Внедорожник медленно катил назад, импала волочилась следом. А за нею, мягко ступая лапами, покорно двинулась Шема.
Я смотрела на нее, восторгаясь от того, как перекатываются мышцы под лоснящейся шубой. От того, как она прядет ушами, почти как лошадь, улавливая всевозможные звуки саванны, которые могли помешать ей насладиться ужином.
Джип ехал медленно. Ведь дороги не было, и колеса иногда проваливались в ямы и норы. Нас сильно трясло даже на такой черепашьей скорости, но Одинцов был упрям. И если он решил сделать все, чтобы львица обрела новый дом, то он обязательно это сделает.
Костер отдалялся, а перед нами вышагивала голодная, но терпеливая львица.
Через четверть часа, после того, как задние колеса глубоко застряли в какой-то норе, Одинцов все же остановил машину.
Шема села в отдалении, смиренно ожидая, что же будет дальше.
Николай выбрался из машины и перерезал веревку. Импала шлепнулась в пыль. Я смотрела на его спину, на потемневшую от пота футболку. На затянутые в высокие ботинки крепкие ноги, и в очередной раз думала, что это самый красивый, смелый и рисковый мужчина, которого я когда-либо встречу. А его общение с живой львицей самое завораживающее зрелище на свете.
Шема мягко подошла ближе. Снова опустила голову, как принято в прайдах, и потерлась его бедро. Обошла Одинцова и вдруг посмотрела прямо на меня.
Я перехватила ее янтарный взгляд, который на долю мгновения задержался на мне. Мне показалось, что она кивнула, словно благодаря за спасение.

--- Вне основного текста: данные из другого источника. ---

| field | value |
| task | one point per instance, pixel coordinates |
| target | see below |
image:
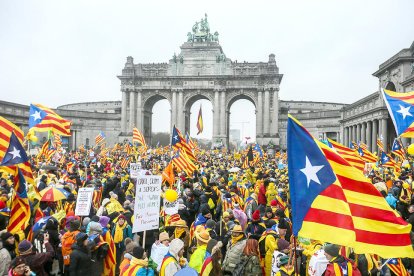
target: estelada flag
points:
(334, 202)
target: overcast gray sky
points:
(59, 52)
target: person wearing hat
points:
(36, 261)
(120, 232)
(338, 265)
(255, 227)
(19, 267)
(80, 257)
(197, 259)
(160, 248)
(234, 250)
(173, 260)
(284, 268)
(138, 264)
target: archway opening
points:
(242, 123)
(157, 121)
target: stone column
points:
(139, 118)
(369, 135)
(374, 135)
(216, 115)
(132, 110)
(384, 133)
(124, 112)
(259, 115)
(180, 111)
(363, 132)
(173, 108)
(345, 138)
(266, 115)
(223, 114)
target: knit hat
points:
(256, 215)
(129, 245)
(25, 247)
(138, 252)
(203, 236)
(164, 236)
(332, 249)
(210, 224)
(5, 236)
(95, 228)
(103, 221)
(282, 244)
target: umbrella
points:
(186, 271)
(52, 194)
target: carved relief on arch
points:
(233, 96)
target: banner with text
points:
(147, 203)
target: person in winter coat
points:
(338, 262)
(173, 260)
(36, 261)
(160, 248)
(234, 249)
(80, 258)
(251, 258)
(197, 259)
(120, 232)
(138, 265)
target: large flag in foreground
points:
(42, 118)
(401, 109)
(334, 202)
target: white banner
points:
(147, 203)
(84, 202)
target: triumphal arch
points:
(201, 71)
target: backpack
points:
(262, 243)
(68, 239)
(241, 266)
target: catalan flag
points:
(397, 267)
(400, 107)
(42, 118)
(348, 154)
(100, 138)
(6, 129)
(137, 137)
(20, 209)
(397, 149)
(334, 202)
(200, 125)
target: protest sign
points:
(147, 203)
(84, 202)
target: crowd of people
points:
(232, 219)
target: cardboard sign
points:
(147, 203)
(84, 202)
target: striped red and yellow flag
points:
(334, 202)
(137, 137)
(348, 154)
(6, 128)
(20, 209)
(43, 119)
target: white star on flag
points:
(36, 116)
(15, 153)
(405, 111)
(311, 171)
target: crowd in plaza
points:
(234, 216)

Я не была настолько наивной, чтобы думать, что львица подпустит к себе и меня — человека, которого совершенно не знала, поэтому осталась сидеть в машине. Легкость, с которой Одинцов обращался со львицей, была очень обманчива. И могла стоить мне жизни.
Шема обошла Одинцова, обвивая хвостом его ноги. А потом, уселась возле импалы, глядя на то, как он опять медленно и, не поворачиваясь к ней спиной, возвращается к машине.
Только, когда дверь за ним захлопнулась, львица подцепила клыками сломанную шею и потащила добычу куда-то в темноту.
Когда ее и след простыл, Ник завел мотор. Кое-как выбравшись из норы, в несколько минут мы снова настигли браконьерский лагерь. Одинцов вышел наружу — собрал магнитофон и хлипкий стол. Пнул пустые канистры из-под горючего. Взял из багажника лопату и забросал костер землей, погружая мир в кромешную тьму. Луны сегодня не было.
В машину возвращаться он не торопился. Когда мои глаза привыкли к темноте, я увидела, что он так и остался стоять там, возле затушенного костровища, бессильно сжимая кулаки. Его ярость и страх так никуда и не делись. И, похоже, он не знал, как с ними справиться.